The invention discloses a method for completing and predicting an attribute missing data set based on a generative adversarial network. The method comprises the following steps: 1) normalizing data minmax and using one hot code for discrete attribute, wherein the missing value is marked as 0; 2) using that data set to establish a missing position coding vector with respect to the sample; 3) constructing a generative antagonistic network and an auxiliary prediction network for data filling and label prediction; 4) restoring that result before minmax normalization according to the maximum and minimum value in the attribute; 5) selecting a suitable super parameter through testing. The data distribution information and the label information in the data set are fully utilized, and at the same time, another auxiliary prediction network included in the method can directly input attribute missing data to give the prediction result of the label after the training is completed.

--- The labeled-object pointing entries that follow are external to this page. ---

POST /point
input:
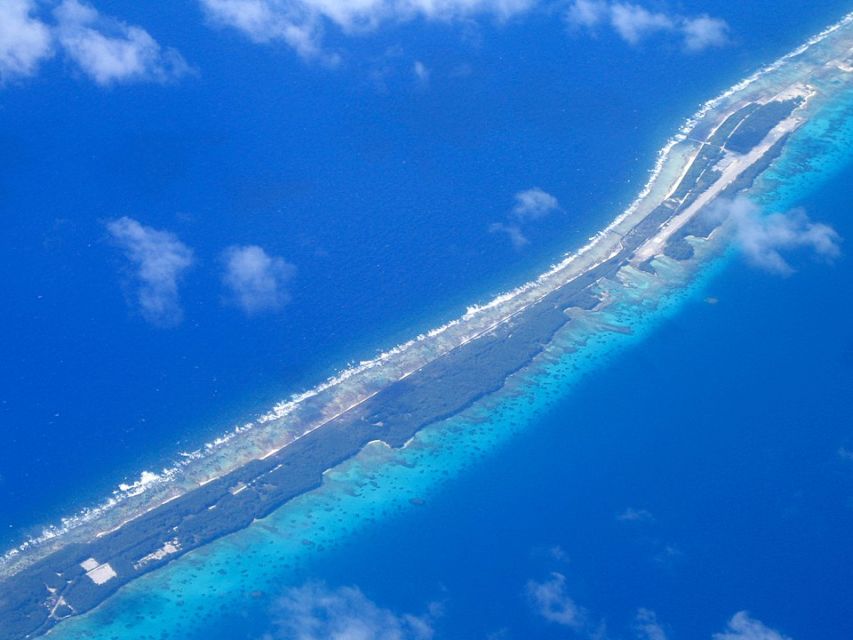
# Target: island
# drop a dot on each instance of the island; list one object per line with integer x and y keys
{"x": 260, "y": 466}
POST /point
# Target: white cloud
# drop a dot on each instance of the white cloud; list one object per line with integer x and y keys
{"x": 512, "y": 231}
{"x": 743, "y": 627}
{"x": 647, "y": 626}
{"x": 762, "y": 238}
{"x": 159, "y": 260}
{"x": 634, "y": 23}
{"x": 315, "y": 612}
{"x": 110, "y": 51}
{"x": 25, "y": 41}
{"x": 301, "y": 23}
{"x": 550, "y": 600}
{"x": 534, "y": 204}
{"x": 635, "y": 515}
{"x": 256, "y": 280}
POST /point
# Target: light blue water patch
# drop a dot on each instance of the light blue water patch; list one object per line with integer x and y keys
{"x": 816, "y": 153}
{"x": 188, "y": 597}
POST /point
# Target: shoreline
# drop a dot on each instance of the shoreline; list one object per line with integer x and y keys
{"x": 537, "y": 307}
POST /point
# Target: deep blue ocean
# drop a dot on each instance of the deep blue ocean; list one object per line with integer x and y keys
{"x": 722, "y": 430}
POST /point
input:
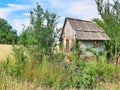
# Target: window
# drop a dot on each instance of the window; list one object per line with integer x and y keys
{"x": 67, "y": 45}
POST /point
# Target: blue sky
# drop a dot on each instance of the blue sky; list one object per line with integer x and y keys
{"x": 16, "y": 12}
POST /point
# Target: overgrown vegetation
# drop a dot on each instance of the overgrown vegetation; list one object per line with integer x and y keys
{"x": 38, "y": 63}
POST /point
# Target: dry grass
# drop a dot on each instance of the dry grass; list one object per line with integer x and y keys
{"x": 5, "y": 52}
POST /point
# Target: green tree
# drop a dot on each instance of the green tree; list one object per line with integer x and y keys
{"x": 110, "y": 13}
{"x": 7, "y": 34}
{"x": 41, "y": 34}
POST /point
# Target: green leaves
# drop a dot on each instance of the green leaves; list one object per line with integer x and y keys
{"x": 7, "y": 34}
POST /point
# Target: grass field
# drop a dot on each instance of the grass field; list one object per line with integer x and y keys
{"x": 5, "y": 51}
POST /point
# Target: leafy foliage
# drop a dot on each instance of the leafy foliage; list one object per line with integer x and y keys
{"x": 110, "y": 13}
{"x": 41, "y": 34}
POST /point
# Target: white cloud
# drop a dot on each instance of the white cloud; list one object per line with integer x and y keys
{"x": 4, "y": 12}
{"x": 19, "y": 24}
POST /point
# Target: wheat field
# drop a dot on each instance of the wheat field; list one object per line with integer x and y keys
{"x": 5, "y": 51}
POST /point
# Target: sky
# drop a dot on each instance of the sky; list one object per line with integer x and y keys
{"x": 16, "y": 12}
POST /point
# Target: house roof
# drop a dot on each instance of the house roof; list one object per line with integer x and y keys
{"x": 87, "y": 30}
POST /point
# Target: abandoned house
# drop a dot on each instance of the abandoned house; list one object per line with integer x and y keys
{"x": 88, "y": 34}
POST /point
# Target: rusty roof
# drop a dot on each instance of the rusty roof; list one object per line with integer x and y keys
{"x": 87, "y": 30}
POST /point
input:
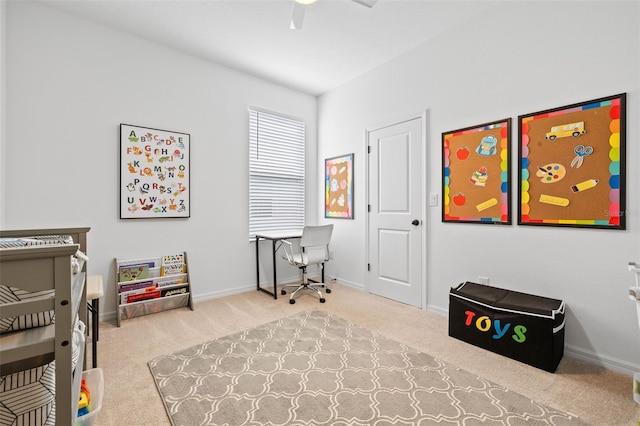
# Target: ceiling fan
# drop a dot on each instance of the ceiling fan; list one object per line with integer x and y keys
{"x": 299, "y": 6}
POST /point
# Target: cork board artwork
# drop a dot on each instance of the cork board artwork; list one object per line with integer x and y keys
{"x": 338, "y": 187}
{"x": 572, "y": 165}
{"x": 475, "y": 182}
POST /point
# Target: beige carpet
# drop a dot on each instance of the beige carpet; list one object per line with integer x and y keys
{"x": 314, "y": 368}
{"x": 595, "y": 395}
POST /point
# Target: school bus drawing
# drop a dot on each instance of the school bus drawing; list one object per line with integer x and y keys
{"x": 565, "y": 130}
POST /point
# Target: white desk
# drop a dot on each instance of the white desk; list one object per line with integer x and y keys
{"x": 276, "y": 238}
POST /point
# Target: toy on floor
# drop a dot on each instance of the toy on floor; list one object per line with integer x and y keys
{"x": 84, "y": 401}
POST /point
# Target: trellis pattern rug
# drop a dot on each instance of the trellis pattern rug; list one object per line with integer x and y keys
{"x": 314, "y": 368}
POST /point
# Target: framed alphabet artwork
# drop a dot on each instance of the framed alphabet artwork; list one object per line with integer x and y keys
{"x": 572, "y": 165}
{"x": 154, "y": 173}
{"x": 475, "y": 174}
{"x": 338, "y": 187}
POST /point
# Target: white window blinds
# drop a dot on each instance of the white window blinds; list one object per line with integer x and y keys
{"x": 276, "y": 172}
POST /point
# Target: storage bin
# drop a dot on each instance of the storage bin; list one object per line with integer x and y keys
{"x": 95, "y": 382}
{"x": 521, "y": 326}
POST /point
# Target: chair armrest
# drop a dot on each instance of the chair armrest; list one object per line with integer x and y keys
{"x": 288, "y": 250}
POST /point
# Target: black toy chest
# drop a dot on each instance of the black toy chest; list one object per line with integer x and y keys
{"x": 521, "y": 326}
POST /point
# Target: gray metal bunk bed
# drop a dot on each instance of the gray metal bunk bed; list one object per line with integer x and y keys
{"x": 51, "y": 272}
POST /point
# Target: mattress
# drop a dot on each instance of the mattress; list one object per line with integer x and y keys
{"x": 28, "y": 397}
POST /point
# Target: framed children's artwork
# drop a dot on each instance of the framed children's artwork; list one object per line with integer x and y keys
{"x": 572, "y": 165}
{"x": 338, "y": 187}
{"x": 475, "y": 174}
{"x": 154, "y": 173}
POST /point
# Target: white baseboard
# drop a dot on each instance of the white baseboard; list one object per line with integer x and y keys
{"x": 607, "y": 362}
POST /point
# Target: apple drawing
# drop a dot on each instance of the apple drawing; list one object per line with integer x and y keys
{"x": 462, "y": 153}
{"x": 459, "y": 199}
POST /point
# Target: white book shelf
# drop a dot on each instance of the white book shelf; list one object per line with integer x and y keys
{"x": 142, "y": 288}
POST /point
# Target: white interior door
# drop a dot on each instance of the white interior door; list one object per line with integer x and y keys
{"x": 396, "y": 212}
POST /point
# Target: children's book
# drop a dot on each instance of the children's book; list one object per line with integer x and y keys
{"x": 133, "y": 272}
{"x": 135, "y": 286}
{"x": 172, "y": 264}
{"x": 154, "y": 294}
{"x": 174, "y": 291}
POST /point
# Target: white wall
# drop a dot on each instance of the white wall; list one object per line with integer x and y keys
{"x": 519, "y": 58}
{"x": 3, "y": 103}
{"x": 70, "y": 83}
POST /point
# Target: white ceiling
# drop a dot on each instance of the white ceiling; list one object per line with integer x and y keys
{"x": 339, "y": 40}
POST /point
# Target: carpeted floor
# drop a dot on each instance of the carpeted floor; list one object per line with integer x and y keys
{"x": 593, "y": 394}
{"x": 314, "y": 368}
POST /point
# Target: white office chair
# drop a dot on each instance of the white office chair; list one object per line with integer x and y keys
{"x": 314, "y": 250}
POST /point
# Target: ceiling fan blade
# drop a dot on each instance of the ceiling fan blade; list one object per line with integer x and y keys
{"x": 368, "y": 3}
{"x": 297, "y": 16}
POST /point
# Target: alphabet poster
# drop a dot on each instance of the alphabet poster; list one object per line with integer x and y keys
{"x": 154, "y": 173}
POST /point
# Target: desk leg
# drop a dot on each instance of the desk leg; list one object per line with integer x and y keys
{"x": 258, "y": 263}
{"x": 273, "y": 246}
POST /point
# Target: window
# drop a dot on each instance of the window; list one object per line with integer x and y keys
{"x": 276, "y": 172}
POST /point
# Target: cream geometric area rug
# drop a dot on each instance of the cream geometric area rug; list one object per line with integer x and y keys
{"x": 314, "y": 368}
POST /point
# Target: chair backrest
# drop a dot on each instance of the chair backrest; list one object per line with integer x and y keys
{"x": 314, "y": 243}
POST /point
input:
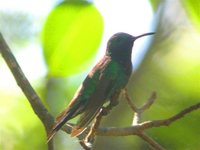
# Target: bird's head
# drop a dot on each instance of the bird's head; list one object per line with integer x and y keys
{"x": 120, "y": 45}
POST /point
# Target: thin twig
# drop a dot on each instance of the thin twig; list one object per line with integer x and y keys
{"x": 133, "y": 107}
{"x": 149, "y": 102}
{"x": 150, "y": 141}
{"x": 48, "y": 120}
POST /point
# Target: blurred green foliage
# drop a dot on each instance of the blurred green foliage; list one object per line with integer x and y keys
{"x": 171, "y": 67}
{"x": 71, "y": 36}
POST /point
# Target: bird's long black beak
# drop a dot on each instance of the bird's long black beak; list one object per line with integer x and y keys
{"x": 150, "y": 33}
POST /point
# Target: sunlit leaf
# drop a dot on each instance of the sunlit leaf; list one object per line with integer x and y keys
{"x": 71, "y": 36}
{"x": 154, "y": 3}
{"x": 192, "y": 8}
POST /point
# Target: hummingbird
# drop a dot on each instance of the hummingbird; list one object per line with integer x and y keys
{"x": 103, "y": 84}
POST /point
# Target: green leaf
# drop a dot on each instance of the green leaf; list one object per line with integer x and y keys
{"x": 192, "y": 8}
{"x": 71, "y": 36}
{"x": 154, "y": 4}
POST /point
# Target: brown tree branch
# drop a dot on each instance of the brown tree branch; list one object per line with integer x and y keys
{"x": 48, "y": 120}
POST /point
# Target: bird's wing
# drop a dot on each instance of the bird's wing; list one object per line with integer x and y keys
{"x": 81, "y": 98}
{"x": 99, "y": 85}
{"x": 111, "y": 80}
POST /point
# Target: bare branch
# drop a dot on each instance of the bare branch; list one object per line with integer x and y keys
{"x": 129, "y": 100}
{"x": 149, "y": 102}
{"x": 48, "y": 120}
{"x": 150, "y": 141}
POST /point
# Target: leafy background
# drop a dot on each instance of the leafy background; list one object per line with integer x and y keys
{"x": 69, "y": 38}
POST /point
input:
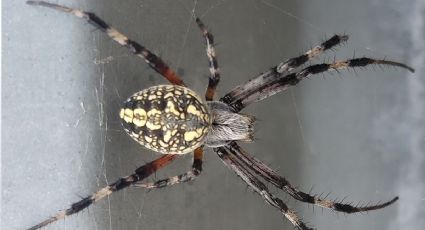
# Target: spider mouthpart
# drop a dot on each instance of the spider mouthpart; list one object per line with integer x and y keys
{"x": 173, "y": 120}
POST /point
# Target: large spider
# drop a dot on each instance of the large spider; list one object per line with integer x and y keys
{"x": 173, "y": 120}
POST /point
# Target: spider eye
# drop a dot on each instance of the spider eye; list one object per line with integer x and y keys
{"x": 166, "y": 119}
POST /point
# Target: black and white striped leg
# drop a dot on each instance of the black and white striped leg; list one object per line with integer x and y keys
{"x": 150, "y": 58}
{"x": 139, "y": 174}
{"x": 282, "y": 68}
{"x": 282, "y": 83}
{"x": 272, "y": 177}
{"x": 182, "y": 178}
{"x": 212, "y": 60}
{"x": 259, "y": 187}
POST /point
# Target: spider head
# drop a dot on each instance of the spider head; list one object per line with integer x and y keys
{"x": 228, "y": 125}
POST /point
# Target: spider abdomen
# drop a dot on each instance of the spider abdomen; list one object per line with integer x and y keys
{"x": 168, "y": 119}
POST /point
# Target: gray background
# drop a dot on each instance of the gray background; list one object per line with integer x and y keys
{"x": 359, "y": 135}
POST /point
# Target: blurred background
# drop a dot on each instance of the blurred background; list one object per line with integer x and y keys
{"x": 358, "y": 135}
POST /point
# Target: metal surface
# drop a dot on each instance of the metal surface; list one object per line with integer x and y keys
{"x": 358, "y": 134}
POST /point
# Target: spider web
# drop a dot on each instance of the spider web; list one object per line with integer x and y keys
{"x": 358, "y": 133}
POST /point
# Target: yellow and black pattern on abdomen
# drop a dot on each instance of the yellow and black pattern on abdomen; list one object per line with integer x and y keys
{"x": 166, "y": 119}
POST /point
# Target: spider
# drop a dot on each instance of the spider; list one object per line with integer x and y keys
{"x": 174, "y": 120}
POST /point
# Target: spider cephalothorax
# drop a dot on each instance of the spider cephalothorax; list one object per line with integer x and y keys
{"x": 172, "y": 119}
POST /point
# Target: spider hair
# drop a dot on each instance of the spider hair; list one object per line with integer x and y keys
{"x": 228, "y": 125}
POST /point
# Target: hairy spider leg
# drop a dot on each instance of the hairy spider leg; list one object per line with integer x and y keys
{"x": 150, "y": 58}
{"x": 124, "y": 182}
{"x": 280, "y": 182}
{"x": 209, "y": 96}
{"x": 212, "y": 60}
{"x": 283, "y": 68}
{"x": 284, "y": 82}
{"x": 259, "y": 187}
{"x": 182, "y": 178}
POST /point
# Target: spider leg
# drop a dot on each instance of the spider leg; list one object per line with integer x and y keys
{"x": 182, "y": 178}
{"x": 150, "y": 58}
{"x": 272, "y": 177}
{"x": 214, "y": 70}
{"x": 282, "y": 68}
{"x": 124, "y": 182}
{"x": 259, "y": 187}
{"x": 281, "y": 83}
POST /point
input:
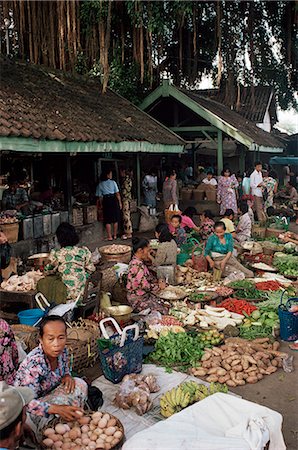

The process is simple and has higher prediction accuracy.

Description

technical field [0001] The present invention relates to the technical field of data preprocessing, in particular to a method for complementing and predicting missing attribute datasets based on generative confrontation networks. Background technique [0002] The phenomenon of missing attributes of data sets exists widely in various data sets, and is usually caused by information loss during data collection or transmission. The loss of one or more attributes of the samples in the data set will reduce the prediction accuracy of the subsequent prediction and classification models. How to complete these missing data and use the information contained in samples with missing attributes to build a high-precision prediction model is a key problem in data preprocessing. [0003] Most statistical tools deal with the problem of missing attributes by deleting the rows and columns corresponding to the missing samples, or using the median and average of the column to fill in the missing ...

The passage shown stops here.